Now, the good news: All of the companies have agreed to fix the problem for free -- even if your camera or camcorder is out of warranty.
The defect can occur in more than 150 different models sold by Sony, Canon, Nikon, Fuji and Konica Minolta that use image sensors, called CCDs, made by Sony's semiconductor group.
The glitch involves the "glue" that holds the image sensor in place, says Rachel Branch, a Sony spokeswoman. Heat and humidity can cause the glue to deteriorate, disconnecting the sensor's wiring. This results in the camera capturing distorted images or no images at all.
Sony estimates that the problem has occurred or will occur in only one-half of 1 percent of cameras sold with the company's sensor in the United States because "it's not as hot or humid here as it is in, say, Singapore," Branch says.
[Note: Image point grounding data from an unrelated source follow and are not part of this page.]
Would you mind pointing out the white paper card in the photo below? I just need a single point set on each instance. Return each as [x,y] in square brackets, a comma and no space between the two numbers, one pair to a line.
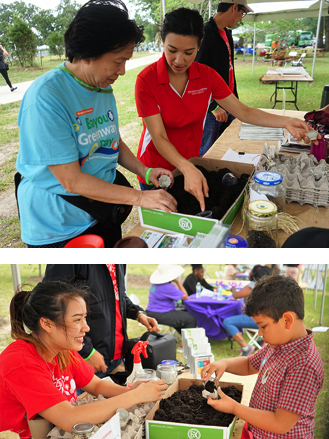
[110,430]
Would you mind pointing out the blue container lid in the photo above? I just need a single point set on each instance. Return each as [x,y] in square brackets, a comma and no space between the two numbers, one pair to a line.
[268,178]
[235,241]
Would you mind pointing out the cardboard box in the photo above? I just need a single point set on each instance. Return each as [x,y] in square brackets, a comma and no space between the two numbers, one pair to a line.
[189,224]
[173,430]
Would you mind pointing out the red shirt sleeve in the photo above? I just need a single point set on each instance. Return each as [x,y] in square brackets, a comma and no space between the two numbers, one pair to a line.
[145,100]
[220,88]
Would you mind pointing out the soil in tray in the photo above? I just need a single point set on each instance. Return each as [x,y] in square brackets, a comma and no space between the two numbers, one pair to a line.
[190,407]
[220,197]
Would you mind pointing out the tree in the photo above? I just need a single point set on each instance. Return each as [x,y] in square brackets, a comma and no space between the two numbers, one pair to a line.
[44,23]
[66,11]
[22,41]
[56,43]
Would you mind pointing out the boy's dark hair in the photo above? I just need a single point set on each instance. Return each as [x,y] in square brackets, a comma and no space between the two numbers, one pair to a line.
[101,26]
[196,266]
[183,21]
[258,271]
[275,295]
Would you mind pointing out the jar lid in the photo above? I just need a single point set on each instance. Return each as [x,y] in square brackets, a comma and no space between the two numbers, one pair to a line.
[262,208]
[268,178]
[235,241]
[83,428]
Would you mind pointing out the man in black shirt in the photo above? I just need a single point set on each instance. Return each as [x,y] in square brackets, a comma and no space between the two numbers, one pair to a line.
[217,51]
[196,276]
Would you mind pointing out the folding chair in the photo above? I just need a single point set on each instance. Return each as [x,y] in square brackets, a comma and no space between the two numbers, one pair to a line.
[253,336]
[299,62]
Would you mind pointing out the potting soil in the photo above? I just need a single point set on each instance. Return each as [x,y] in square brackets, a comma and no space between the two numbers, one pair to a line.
[220,197]
[190,407]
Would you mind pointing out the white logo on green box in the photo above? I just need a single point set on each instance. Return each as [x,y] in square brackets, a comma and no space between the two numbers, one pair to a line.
[185,224]
[194,434]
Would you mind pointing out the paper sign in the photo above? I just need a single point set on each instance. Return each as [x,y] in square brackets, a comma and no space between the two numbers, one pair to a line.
[110,430]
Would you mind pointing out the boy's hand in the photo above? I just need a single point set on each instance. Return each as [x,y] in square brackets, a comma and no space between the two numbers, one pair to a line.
[225,404]
[219,367]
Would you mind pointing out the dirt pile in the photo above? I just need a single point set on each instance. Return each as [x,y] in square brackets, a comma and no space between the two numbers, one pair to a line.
[220,198]
[190,407]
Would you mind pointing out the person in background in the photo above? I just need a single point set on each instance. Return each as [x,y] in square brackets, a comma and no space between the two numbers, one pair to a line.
[165,290]
[41,370]
[292,271]
[289,366]
[217,51]
[193,278]
[230,271]
[109,309]
[232,325]
[3,68]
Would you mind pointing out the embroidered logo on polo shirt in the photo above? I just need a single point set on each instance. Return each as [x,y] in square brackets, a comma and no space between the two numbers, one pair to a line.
[197,92]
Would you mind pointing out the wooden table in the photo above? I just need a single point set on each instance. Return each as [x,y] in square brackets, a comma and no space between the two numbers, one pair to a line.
[308,215]
[292,79]
[311,51]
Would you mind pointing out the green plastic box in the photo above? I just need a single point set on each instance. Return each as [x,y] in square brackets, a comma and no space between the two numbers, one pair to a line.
[172,430]
[188,224]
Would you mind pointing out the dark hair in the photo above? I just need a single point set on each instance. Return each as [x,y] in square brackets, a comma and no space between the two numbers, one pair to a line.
[183,21]
[223,7]
[48,300]
[275,295]
[258,271]
[196,266]
[101,26]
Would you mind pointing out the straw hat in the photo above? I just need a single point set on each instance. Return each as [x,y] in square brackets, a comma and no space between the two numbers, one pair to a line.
[166,273]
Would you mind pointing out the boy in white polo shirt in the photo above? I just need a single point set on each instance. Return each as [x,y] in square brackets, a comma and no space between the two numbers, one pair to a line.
[289,367]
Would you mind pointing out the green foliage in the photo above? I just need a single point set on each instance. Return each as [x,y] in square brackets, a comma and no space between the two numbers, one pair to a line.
[22,41]
[44,23]
[66,11]
[55,42]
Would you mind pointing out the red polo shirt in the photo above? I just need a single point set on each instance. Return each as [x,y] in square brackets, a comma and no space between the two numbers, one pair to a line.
[183,116]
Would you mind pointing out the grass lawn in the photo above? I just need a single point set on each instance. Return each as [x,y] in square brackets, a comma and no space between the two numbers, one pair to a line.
[250,90]
[220,348]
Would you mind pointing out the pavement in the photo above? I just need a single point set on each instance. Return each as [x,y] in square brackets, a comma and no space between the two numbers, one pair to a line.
[7,96]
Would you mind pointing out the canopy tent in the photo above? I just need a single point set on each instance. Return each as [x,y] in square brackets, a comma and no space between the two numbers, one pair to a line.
[284,11]
[280,10]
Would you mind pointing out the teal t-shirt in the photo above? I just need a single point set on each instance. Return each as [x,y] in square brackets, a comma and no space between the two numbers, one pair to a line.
[61,122]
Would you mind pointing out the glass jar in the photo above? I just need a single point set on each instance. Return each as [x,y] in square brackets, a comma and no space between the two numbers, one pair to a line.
[269,183]
[167,372]
[262,224]
[83,430]
[145,375]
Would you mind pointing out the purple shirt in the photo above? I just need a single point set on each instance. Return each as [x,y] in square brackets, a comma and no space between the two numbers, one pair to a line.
[162,297]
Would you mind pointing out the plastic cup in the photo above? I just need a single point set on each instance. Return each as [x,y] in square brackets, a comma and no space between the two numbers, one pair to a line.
[86,241]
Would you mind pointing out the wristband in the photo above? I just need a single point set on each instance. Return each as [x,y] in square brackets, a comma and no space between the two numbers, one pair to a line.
[91,353]
[147,176]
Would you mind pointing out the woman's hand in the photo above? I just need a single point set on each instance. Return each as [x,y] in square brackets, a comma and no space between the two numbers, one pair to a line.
[196,184]
[217,367]
[220,114]
[149,322]
[225,404]
[156,173]
[158,199]
[152,390]
[299,129]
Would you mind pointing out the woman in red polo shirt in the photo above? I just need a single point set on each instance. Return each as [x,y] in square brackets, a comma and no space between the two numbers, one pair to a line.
[41,370]
[173,95]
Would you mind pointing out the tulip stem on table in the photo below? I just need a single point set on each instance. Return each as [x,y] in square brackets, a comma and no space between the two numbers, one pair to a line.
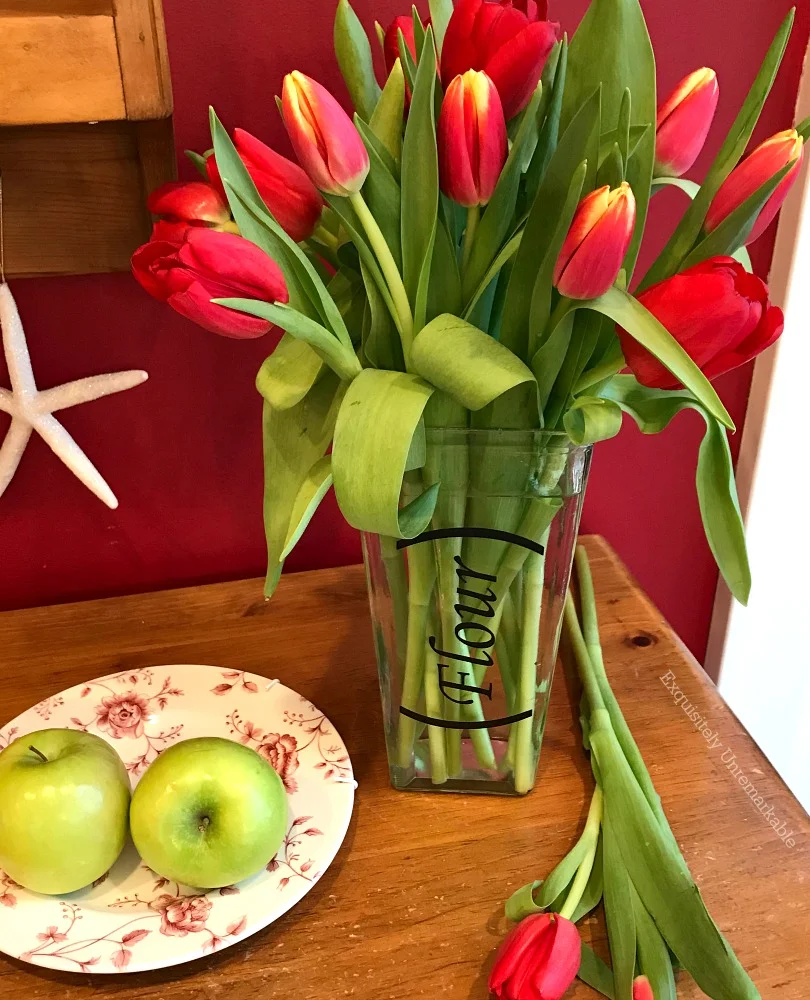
[403,315]
[591,833]
[473,218]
But with digital camera sales alone pegged by research firm IDC at 150 million worldwide from 2002 through 2004, thousands of U.S. camera and camcorder owners might have to have their units repaired. Canon and Sony have ranked as either No. 1 or No. 2 in digital camera sales annually since 2002, according to IDC.
Sony declined to give specific numbers about how many sensors it manufactured with the potential defect or how many of its cameras and camcorders might be affected. The other manufacturers that use Sony image sensors also say the defect may occur in a small fraction of their cameras.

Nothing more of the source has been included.